Dr Andrew Hill [00:42:02]:
Sure. Yeah. So the developmental perspective. The short answer is on the low end for kids, there's no limit. We have Q EEG database comparison databases as low as six months of age. So if you need to see what's weird in a kid, you can. Often, my colleagues and I will say, if someone asks me, hey, at what age do you start working? I'll say four, because at four years old, you typically have enough observable behavior, often language, so you can have the person to be, being a participant in the process. Oh, I like that.

Dr Andrew Hill [00:42:33]:
Or I felt tired or whatever. But I've worked with plenty of kids that, whose parents have just discovered that the kid is autistic. Just gotten that diagnosis at two years of age, and they're bringing a baby and saying, oh, my gosh, my toddler is not making eye contact and sensory issues, and it's starting to stim. Can we work? Can we do something? Yeah, probably. It's not quite as straightforward as a kid who can put up with every aspect of it. Like, we don't do attention testing for kids below age seven. It's just too much. They just don't, don't like.

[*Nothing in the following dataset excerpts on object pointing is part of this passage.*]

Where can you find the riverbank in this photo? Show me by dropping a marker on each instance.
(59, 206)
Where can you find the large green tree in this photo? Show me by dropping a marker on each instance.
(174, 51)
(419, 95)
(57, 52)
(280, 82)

Dr Andrew Hill [00:43:04]:
Also, the. The behavior is too variable below age seven for attention. And, you know, it's often hard to get a brain map done. A cap on the head for a kid who's, you know, screaming and stimming can be really hard. Yeah, but not impossible. You'd be shocked at what kids actually occasionally put up with, especially new environment, a new person. They'll kind of be tolerant for a little bit sometimes. And the neurofeedback actually feels kind of good.

Dr Andrew Hill [00:43:29]:
And you can do the neurofeedback in a way that's appetitive or interesting for a kid. So if you've got some nonverbal kid who won't put up with anything, you can play that same movie they want to watch a thousand times a day on the screen as the feedback and make the screen dim or stop and start the movie as the feedback if you want. Not the best way to do neurofeedback movies are kind of weak. Socially loaded stimuli is kind of a weak way to do neurofeedback because social engagement breaks implicit learning, and neurofeedback is a process of implicit learning versus voluntary control. So if you load up all the social information processing, you can impair the sort of involuntary aspects of learning. But for kids that will not sit still and got to watch my little pony a thousand times, it gets them to sit there and then the training starts to happen and it builds on itself where they get better motor control, executive control, so you don't have to be verbal for neurofeedback to work. It was discovered on cats. Cats are really bad instruction followers.

Dr Andrew Hill [00:44:33]:
This is not a voluntary process. It works if you're in a coma. One of the great people in the field who died recently, a couple years ago, Margaret Ayers, last decade or two of her career was spent on a coma. Bedsides doing neurofeedback to change the coma status successfully often. So you can do all kinds of interesting things by inventionally shaping the brain activity. Because the brain likes to learn. This is no different than a baby flopping around who does a random baby push up and goes, whoa, I can see 12ft. Holy cow.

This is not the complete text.